January 24, 2009

The Bennifers of the Apocalypse

During a recent domestic flight, I walked into a hudson news (or one of its ilk) to purchase a magazine that I would probably be embarrassed to admit I purchased.  Modern Watch Envy? Small Business Jet Strivings quarterly? PC Magazine? Who knows....what I purchased wasn't the point, just that I was in that store, in line, waiting. 

It was in Denver, and the snows or anything hadn't started. About as normal a day in a plane as you can imagine. A minimum of security pat-downs, no weather to speak of. Bad food which I've been trying to avoid lately. The stroll through the in-motion store to see what Archos is hawking, etc.. 
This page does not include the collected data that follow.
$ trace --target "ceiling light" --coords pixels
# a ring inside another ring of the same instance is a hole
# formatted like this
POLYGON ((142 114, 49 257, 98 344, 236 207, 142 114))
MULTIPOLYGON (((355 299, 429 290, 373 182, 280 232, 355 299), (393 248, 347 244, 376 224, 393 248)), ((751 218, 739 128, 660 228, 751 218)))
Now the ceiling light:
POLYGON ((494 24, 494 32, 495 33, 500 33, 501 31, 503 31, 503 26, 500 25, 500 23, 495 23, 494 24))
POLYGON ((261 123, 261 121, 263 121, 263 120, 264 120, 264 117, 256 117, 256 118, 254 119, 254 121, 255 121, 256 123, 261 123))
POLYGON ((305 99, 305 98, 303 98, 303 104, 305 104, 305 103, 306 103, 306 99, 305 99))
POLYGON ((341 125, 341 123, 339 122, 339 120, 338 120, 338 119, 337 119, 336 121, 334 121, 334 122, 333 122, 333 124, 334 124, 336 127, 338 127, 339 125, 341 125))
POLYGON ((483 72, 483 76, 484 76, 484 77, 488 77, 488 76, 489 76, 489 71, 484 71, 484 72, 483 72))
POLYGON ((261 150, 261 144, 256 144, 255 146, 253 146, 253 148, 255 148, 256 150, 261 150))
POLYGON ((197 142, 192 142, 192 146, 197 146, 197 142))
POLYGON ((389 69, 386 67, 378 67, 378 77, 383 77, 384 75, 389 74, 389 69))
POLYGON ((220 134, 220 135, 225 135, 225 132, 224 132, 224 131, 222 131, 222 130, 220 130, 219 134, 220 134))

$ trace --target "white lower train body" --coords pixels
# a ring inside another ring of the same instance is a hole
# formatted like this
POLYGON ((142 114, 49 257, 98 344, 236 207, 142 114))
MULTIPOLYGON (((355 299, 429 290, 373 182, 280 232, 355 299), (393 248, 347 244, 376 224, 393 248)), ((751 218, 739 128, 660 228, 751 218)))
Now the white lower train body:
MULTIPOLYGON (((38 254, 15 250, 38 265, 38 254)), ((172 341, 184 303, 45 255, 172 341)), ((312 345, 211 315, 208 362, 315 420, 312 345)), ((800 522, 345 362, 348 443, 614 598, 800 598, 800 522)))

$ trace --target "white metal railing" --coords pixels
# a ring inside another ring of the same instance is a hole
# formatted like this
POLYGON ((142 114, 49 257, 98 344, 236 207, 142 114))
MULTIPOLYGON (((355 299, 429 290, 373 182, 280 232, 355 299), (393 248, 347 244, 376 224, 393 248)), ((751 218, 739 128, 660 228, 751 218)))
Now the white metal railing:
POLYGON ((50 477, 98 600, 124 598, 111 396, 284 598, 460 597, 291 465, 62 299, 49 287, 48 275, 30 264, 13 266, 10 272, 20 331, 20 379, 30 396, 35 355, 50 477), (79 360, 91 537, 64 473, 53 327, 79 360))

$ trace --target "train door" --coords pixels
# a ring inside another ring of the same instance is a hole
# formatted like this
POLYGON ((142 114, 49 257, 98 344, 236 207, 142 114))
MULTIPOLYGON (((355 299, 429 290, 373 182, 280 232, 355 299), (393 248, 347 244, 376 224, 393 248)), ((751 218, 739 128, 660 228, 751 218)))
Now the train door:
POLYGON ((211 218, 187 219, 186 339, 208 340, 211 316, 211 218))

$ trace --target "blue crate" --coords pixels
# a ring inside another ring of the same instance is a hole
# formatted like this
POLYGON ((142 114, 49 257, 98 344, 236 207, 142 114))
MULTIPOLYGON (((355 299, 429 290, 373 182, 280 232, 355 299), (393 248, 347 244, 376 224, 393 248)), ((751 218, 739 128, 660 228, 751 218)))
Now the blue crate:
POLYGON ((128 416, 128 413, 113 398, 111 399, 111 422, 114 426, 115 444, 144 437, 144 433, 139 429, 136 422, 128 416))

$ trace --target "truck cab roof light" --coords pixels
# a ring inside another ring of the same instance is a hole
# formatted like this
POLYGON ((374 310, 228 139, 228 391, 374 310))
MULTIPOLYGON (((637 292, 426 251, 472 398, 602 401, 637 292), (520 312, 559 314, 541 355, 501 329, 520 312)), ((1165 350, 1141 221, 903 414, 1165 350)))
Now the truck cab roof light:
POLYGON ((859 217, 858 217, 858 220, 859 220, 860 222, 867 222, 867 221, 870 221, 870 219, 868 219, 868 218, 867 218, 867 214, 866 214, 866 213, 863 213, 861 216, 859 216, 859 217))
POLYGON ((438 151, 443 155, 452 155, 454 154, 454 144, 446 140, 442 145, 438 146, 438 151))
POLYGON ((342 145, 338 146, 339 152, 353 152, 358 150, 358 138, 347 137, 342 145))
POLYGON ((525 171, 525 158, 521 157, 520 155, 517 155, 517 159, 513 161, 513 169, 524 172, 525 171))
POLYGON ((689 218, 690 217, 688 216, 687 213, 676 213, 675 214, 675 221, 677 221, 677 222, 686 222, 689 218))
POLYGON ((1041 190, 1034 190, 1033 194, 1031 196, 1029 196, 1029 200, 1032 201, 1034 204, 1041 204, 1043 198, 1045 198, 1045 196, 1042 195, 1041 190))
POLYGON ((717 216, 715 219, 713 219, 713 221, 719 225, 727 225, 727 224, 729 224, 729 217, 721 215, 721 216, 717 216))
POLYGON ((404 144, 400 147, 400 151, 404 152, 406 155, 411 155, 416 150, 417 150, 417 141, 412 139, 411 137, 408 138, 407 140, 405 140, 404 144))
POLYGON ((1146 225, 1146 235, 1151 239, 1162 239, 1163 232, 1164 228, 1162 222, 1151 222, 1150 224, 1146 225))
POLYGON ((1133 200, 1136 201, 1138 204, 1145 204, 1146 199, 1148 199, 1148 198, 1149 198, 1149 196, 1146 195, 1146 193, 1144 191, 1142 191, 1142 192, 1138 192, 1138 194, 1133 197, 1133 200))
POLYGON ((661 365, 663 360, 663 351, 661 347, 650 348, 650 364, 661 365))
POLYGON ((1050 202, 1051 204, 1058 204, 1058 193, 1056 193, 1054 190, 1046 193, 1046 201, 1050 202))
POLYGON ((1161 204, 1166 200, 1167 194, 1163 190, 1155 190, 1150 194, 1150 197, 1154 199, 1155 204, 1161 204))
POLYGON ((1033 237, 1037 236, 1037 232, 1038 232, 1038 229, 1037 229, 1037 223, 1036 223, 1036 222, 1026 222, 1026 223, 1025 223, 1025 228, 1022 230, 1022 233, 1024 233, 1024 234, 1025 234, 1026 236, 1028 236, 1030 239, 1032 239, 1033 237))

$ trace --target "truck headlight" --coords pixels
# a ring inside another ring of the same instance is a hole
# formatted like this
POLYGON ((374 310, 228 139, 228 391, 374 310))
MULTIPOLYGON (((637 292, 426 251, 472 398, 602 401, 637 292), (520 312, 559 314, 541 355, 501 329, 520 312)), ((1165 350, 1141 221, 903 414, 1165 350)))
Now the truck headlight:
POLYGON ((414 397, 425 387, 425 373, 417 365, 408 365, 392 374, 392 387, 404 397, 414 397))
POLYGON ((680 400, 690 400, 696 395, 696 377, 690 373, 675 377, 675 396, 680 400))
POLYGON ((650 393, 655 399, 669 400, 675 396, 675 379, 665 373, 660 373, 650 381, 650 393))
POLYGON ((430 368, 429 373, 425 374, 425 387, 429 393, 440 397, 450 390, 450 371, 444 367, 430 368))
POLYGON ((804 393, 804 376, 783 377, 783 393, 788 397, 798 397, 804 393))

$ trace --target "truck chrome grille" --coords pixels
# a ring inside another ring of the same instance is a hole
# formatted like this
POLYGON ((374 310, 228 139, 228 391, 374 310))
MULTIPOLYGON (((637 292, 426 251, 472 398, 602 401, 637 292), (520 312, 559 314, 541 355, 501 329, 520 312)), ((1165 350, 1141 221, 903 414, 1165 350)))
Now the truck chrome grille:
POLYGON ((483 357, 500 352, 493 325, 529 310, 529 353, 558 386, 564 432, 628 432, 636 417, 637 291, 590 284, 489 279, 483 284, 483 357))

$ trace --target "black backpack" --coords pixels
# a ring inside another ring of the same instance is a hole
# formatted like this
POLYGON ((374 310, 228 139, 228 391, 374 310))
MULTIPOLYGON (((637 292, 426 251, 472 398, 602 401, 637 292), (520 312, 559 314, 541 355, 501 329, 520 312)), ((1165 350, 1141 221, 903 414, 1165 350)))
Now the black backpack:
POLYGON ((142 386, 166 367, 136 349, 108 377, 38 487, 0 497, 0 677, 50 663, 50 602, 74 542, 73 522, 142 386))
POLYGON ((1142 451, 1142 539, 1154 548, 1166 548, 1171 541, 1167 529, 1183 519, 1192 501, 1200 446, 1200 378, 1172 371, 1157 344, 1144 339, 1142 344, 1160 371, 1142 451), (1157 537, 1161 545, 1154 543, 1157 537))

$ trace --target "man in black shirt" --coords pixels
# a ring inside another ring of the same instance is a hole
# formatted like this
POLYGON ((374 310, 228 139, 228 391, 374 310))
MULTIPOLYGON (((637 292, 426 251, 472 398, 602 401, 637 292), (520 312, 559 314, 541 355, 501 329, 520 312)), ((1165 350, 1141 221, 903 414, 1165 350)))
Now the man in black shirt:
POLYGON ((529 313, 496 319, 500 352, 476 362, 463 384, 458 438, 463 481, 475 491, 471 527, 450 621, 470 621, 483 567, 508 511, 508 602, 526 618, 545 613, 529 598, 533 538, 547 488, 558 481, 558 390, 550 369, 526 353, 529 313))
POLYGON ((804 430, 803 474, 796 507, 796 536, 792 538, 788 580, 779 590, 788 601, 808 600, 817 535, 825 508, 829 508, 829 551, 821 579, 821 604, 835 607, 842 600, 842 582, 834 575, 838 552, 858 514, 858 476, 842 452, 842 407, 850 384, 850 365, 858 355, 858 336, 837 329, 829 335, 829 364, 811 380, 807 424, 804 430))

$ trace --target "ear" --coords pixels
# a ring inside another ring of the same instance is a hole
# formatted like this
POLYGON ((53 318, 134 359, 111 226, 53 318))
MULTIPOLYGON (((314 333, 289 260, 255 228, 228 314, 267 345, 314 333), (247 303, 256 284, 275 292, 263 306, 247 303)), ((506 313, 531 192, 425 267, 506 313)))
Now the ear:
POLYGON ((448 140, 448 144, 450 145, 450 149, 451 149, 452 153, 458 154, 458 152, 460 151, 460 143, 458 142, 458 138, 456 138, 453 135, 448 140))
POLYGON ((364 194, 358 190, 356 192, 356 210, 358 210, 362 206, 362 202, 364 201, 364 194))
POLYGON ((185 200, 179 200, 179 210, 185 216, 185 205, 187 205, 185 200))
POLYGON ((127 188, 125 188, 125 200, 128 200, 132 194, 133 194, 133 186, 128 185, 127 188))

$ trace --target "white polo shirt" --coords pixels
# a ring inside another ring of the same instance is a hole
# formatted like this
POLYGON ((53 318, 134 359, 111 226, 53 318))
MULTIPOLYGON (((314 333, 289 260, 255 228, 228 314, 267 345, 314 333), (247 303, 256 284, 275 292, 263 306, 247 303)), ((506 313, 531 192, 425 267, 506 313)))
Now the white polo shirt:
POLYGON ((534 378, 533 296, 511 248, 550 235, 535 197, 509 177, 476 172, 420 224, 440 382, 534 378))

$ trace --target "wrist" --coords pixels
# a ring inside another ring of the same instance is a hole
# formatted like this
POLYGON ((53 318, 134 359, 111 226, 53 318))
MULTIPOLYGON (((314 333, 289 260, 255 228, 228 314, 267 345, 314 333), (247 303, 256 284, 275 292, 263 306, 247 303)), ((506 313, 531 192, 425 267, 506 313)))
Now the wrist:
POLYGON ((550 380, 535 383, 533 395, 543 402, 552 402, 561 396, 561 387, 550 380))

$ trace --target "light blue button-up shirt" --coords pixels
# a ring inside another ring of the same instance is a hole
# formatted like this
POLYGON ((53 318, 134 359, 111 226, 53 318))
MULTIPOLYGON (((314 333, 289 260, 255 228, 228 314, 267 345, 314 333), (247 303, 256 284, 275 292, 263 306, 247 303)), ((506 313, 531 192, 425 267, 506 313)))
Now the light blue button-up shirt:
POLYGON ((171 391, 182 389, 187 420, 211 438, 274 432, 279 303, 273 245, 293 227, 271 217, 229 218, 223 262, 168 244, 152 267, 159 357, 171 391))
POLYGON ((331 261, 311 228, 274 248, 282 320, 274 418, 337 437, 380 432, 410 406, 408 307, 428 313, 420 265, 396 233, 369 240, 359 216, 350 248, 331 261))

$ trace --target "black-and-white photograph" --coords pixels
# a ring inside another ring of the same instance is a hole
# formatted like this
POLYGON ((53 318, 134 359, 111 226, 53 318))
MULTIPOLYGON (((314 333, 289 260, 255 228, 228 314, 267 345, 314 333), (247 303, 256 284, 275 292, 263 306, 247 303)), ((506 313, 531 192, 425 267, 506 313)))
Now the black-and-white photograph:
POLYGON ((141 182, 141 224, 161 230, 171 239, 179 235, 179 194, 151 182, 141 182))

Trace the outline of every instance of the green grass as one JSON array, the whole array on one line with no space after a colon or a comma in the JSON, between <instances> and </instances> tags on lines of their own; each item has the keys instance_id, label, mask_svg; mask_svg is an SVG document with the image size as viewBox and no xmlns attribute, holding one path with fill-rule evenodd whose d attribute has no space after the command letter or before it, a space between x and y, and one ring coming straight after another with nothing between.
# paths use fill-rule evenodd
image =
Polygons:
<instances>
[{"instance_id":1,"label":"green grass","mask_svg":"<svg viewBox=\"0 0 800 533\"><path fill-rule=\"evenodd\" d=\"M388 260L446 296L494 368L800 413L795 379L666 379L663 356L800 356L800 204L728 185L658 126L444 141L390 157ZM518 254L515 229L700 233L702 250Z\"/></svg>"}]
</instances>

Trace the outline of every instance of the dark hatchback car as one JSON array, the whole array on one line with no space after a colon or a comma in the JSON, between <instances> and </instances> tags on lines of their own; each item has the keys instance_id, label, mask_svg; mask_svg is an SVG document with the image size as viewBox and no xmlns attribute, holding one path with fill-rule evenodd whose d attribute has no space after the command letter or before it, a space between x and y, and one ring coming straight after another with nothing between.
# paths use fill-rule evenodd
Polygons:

So, what made this particular vendor of magazines stand out? Yes, my dear readers, the clientele:

In front of me was a woman making her own embarrassing magazine purchase. But her total cost was , well, Satanic. Yes, her register reciept came to the dreaded six dollars and sixty six cents. Yes, hers was clearly the People magazine purchase of the beast. He who will not be named but who is known as the light bringer and the lord of all that is dark decided that day, in denver, was to be where he would plant his seed of evil, in that point of sale machine, that evil, toxic combination of airport ripoff and sales tax that would come to $6.66 cents. That brangelina of doubt of the purity of the One. 

"Oh no.", the woman said,"I can't pay that. Six sixty six. Nuh uh...", she looked at me as if to say "Can you imagine! Six sixty six!". What weapon could she bring to bear against the dark one, the guardian of unholy? How to defeat the Bennifer of the apocalypse? Would she take the road of greed and add a copy of Fortune to her tab? Envy, perhaps, adding a lucky magazine? Would she walk the path of righteousness and simply leave behind satan's package of evil and destruction, no doubt saving countless other innocents that might have to fly with our unlucky hero and then could indulge in a heathly amount of stoic pride? No, that's not what happened.

She opted for gluttony: "Pass me that Godiva bar." 

*ping* *ting* *ting* 

"That will be $8.49 please", said Satan's succubus of magazines and chocolate.

Our warrior for the holy ghost, the trinity and the spirt paid, left the store, with 400 more calories to engage in the fight against the devil. We are truly saved. And what, pray tell, did our benighted servant of Satan, lord of lies,  say to me, who stood mute while this transaction between good and evil, dark and light, southurn home and dwell occurred?

"Just those two magazines, sir?"

"Yes, just these.", I replied.

Temptress of knowledge, begone! I emerged, soul likely intact, from the hudson news , to make my way east across the heartland.


Bill said...

What is your definition of "Bennifer"? The traditional meaning: a yuppie couple reminiscent of Ben and J. Lo, but I'm not sure that meaning fits this context.

You used the word in the title so I thought it was important enough to query.

Emily said...


Chris DiBona said...

I'm using Bennifer to describe any celebrity couple that might end up on the cover of a people, us weekly, etc...

Anonymous said...

this definitely needs to go in the next edition of bruce napoleon.

Olzen said...

I learnt a lesson from this incident: I need to be ready to face such people like this in your post. Thanks.

Dave said...

Once when I moved and got a new phone number I was offered one with three 6's, and despite not being religious I told the person that surely I can't have the number of the devil and got a new number. I think I was affected by watching The Omen when young.

Amanda Crowe said...

i'm really annoyed because i have a lit sac on wednesday which is supposed to be a comparison between heart of darkness and apocalypse now but i don't know what to write about and this is getting me extremely irritated.